Kevin Love at the upper limits
Last year, Kevin Love led the NBA in rebounds per game. He was a last-minute All-Star selection and was, deservedly, named the league’s most improved player. He has a World Championship gold medal that he can wear in the bathtub if he feels like it. You might remember that he once scored 31 points and grabbed 30 rebounds in one game. According to #NBARank, he is the 16th-best player in the game. He is, without question, the Timberwolves’ best player since Kevin Garnett.
But beyond these bare facts, it’s difficult to find consensus on Love’s place in the game. When it comes to the game’s newer school stats, metrics that seek to balance efficiency and volume, Love simply crushes. He finished fourth in the league in PER last year, just behind Dwyane Wade, Dwight Howard and King James himself. Oh, but what if you think, “that’s weak, K-Love is better than those chumps”? Well the Wages of Wins has got your back, having ranked our boy first in the whole NBA (!) in Wins Produced. (And please note that, max contracts notwithstanding, the folks at WoW claim that Love is worth no less than $45.6 million. Per year. Pass the hat, y’all.)
This is not as insane as it sounds. Love is not exactly what you might call a dynamic finisher, but thanks to his knock-down three point shooting, his mystical ability to draw fouls and all of those weakside putbacks, Love’s true shooting percentage was a stunning .593–seventh in the league among players with a usage rate over 20. He scored 20.4 points per 36 minutes on just 14.1 shots. That’s pretty effing good. Oh right, he’s also a nice little rebounder: first in the NBA in rebounds per game; seventh in offensive rebound rate (and fifth if you remove Joey Dorsey and Kevin Seraphin from the list, which you should); third in total rebound rate. In other words, any way you look at it, in ’10/’11, Kevin Love was incredibly productive and incredibly efficient.
But of course this is really weird. Love conforms to almost none of our notions about what a top-20 (much less a top-five or top-one) player looks like. For starters, he’s kinda squishy; he’s got big, heavy feet; he wears braces. (Although word is he’s shed 25 pounds since the end of last year. That’s a good thing.) More importantly: since MJ, we’ve expected our elite players to be high-volume ball dominators, one-on-one assassins who can create their own shot and carry their team in the clutch. K-Love is not that. He can be an awkward finisher. His post moves, though improving, are just a shade above rudimentary. What’s more, Love is an average defender on a good day. He is generally both smaller and slower than the opposing power forward and he often sacrifices timely help defense in order to maintain rebounding position. So then if, when times are tough, you can neither toss him the ball and get out of his way nor expect him to shut down an opponent, can he really be as valuable as the stat guys say he is?
Well that’s a pretty hard question. And part of the answer has to do with yet another hard question: what is the value of a rebound? Offensive rebounds are unquestionably great things.

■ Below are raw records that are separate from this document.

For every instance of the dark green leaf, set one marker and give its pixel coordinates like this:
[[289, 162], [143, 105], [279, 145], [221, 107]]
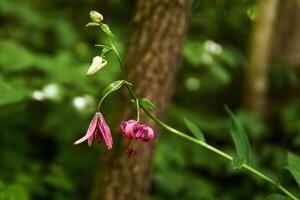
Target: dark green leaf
[[277, 197], [147, 104], [92, 24], [294, 166], [105, 50], [128, 83], [240, 138], [237, 163], [106, 29], [8, 94], [194, 129], [113, 87]]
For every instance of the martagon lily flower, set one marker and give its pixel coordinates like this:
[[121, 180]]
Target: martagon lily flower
[[131, 129], [98, 130]]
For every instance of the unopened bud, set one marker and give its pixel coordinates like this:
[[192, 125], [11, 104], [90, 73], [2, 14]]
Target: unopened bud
[[96, 16]]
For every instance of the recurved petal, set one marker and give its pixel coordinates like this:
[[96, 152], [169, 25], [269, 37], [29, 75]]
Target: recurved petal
[[145, 133], [105, 132], [90, 131]]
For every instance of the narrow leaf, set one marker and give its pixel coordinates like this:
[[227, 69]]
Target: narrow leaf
[[128, 83], [237, 163], [147, 104], [8, 94], [194, 129], [275, 196], [106, 29], [240, 139], [113, 87], [294, 166], [92, 24]]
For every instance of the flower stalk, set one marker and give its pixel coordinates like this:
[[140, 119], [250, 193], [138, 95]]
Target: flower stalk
[[198, 142], [133, 130]]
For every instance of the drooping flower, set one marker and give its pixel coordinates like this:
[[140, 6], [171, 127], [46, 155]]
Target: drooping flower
[[128, 128], [96, 16], [97, 64], [131, 129], [98, 130], [130, 151], [144, 133]]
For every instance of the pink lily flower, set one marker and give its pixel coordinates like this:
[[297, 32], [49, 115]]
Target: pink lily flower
[[98, 130], [128, 128], [144, 133], [131, 129]]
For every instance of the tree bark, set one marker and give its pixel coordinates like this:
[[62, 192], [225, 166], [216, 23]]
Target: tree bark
[[256, 78], [152, 58], [286, 46]]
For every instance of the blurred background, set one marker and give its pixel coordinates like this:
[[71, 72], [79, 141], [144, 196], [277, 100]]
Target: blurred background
[[46, 101]]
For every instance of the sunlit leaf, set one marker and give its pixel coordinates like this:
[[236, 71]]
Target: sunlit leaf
[[237, 163], [106, 29], [240, 138], [276, 197], [194, 129], [147, 104], [113, 87], [92, 24], [8, 94], [294, 166]]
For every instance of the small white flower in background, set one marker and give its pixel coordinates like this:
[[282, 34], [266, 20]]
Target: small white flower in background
[[207, 58], [83, 102], [51, 91], [96, 16], [79, 102], [38, 95], [212, 47], [98, 63]]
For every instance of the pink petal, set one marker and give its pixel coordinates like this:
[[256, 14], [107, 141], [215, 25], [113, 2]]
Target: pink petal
[[130, 129], [90, 131], [105, 132], [145, 133]]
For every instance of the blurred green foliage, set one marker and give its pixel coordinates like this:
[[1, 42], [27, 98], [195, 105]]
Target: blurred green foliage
[[46, 102]]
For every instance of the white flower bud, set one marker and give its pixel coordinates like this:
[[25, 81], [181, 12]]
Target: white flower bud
[[96, 16], [98, 63]]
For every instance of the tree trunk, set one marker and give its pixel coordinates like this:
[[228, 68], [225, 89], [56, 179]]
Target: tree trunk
[[256, 72], [286, 46], [159, 28]]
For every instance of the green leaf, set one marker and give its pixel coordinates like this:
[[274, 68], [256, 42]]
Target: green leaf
[[147, 104], [237, 163], [127, 83], [194, 129], [8, 94], [106, 29], [92, 24], [294, 166], [105, 50], [113, 87], [276, 197], [240, 138]]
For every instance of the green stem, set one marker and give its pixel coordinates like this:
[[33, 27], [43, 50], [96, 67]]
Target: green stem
[[137, 109], [220, 153], [198, 142]]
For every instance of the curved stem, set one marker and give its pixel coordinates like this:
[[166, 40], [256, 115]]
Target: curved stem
[[198, 142], [137, 109], [220, 153]]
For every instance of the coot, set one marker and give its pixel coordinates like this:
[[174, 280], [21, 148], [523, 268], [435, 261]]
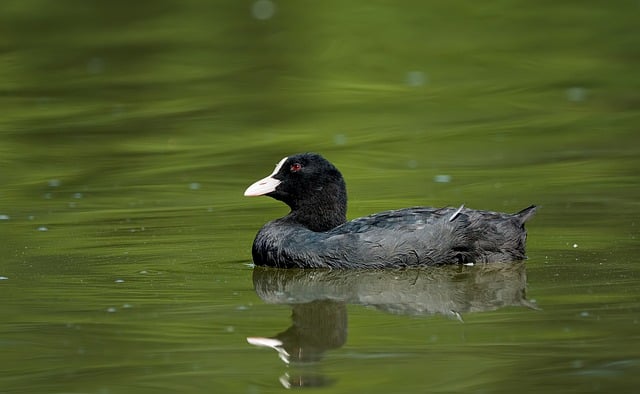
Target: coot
[[316, 234]]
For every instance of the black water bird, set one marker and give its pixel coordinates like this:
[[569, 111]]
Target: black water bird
[[316, 233]]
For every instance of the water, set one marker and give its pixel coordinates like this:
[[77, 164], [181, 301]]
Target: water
[[128, 135]]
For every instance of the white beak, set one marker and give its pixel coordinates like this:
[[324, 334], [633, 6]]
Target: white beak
[[265, 185]]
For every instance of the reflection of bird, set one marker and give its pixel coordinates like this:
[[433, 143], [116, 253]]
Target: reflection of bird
[[315, 234]]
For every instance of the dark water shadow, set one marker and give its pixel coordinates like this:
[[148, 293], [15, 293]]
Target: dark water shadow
[[319, 299]]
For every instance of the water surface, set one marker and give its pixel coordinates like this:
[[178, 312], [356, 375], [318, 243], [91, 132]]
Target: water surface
[[129, 133]]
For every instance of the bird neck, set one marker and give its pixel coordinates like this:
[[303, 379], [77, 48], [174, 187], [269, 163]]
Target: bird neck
[[321, 214]]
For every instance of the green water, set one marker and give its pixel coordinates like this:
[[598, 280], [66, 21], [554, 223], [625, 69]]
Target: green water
[[129, 131]]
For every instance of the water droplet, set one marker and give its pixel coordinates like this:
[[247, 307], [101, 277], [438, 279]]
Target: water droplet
[[263, 9], [416, 78], [576, 94], [339, 139]]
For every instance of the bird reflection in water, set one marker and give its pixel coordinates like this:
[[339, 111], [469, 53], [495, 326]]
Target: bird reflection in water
[[319, 299]]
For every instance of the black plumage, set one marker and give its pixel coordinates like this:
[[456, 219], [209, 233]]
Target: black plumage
[[316, 234]]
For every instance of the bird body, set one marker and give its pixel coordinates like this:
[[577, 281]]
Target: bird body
[[315, 234]]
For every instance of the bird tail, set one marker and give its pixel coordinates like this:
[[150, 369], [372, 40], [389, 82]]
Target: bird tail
[[526, 213]]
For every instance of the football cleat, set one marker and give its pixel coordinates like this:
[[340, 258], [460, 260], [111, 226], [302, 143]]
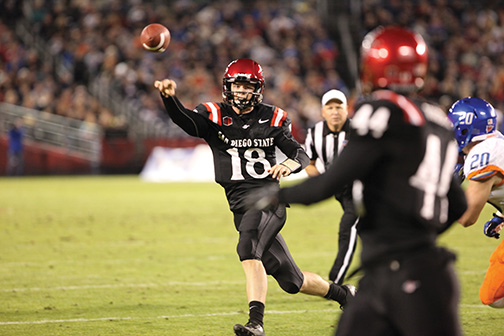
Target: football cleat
[[351, 290], [249, 329]]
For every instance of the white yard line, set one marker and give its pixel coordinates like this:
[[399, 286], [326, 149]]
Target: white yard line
[[170, 283], [184, 316]]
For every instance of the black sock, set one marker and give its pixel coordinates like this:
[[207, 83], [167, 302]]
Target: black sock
[[256, 312], [336, 293]]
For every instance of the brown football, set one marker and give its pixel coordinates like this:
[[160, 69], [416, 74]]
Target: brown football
[[155, 37]]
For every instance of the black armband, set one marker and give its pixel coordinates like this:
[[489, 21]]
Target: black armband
[[293, 165]]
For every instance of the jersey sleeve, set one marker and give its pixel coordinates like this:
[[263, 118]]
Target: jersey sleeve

They are stolen possessions that often result in layups or free throws. But defensive rebounds are subject to no small amount of debate; it’s plainly obvious that they are not all created equal. Some defensive rebounds require an intense battle for position followed by a duel with one or more opponents for a caroming ball. Kevin Love, of course, gets lots of these. But then there are rebounds–let’s call them “Al Jefferson rebounds”– gained after your opponent has abandoned the paint (after, say, a missed free throw) and the only competition for the ball is between teammates. Well, Love gets his share of these too.
For this reason, it’s been shown that high volume defensive rebounding carries a diminishing return; at some point you’re just taking boards away from your teammates. And perhaps, particularly for a team as defensively hapless as the Wolves, some of the energy used battling for weakside position might be better spent protecting the rim. After all, there were more than a few defensive possessions last year in which Love had his man perfectly boxed out on the weak side while a guard sailed to the hoop for an easy layup.
I can’t tell you the exact point at which defensive rebounds begin to be less statistically significant, or exactly where rebounding sits in the hierarchy of NBA skills. And although everybody knows that a good team needs a player who can create his own shot, who can reliably score when the offense has broken down and the shot clock is expiring, I couldn’t tell you whether this kind of classical, Kobe-esque one-on-one scoring is more valuable to a team than Love’s efficient, but markedly less dynamic style of offensive production. Is Kevin Love the fourth-best player in the league or would he be, to paraphrase David Kahn, the third-best player on a championship team?
I don’t know the answer to that either. But I do know that our growing understanding of statistics, plus an increasing awareness and appreciation of the NBA’s great stylistic diversity has opened the way for heterodox oddballs like K-Love. The conversation about what constitutes value on the basketball court and about what is inspiring and beautiful to watch is now so broad that it is almost absurd to believe we can rank players at all (which is part of what makes it so much fun). Kevin Love is an earthbound grinder with supple hands and a deadly outside shot. He is an old-school workhorse with Euro stretch-four skills. He is a totally great, totally flawed, wonderfully strange basketball player. That’s good enough for me.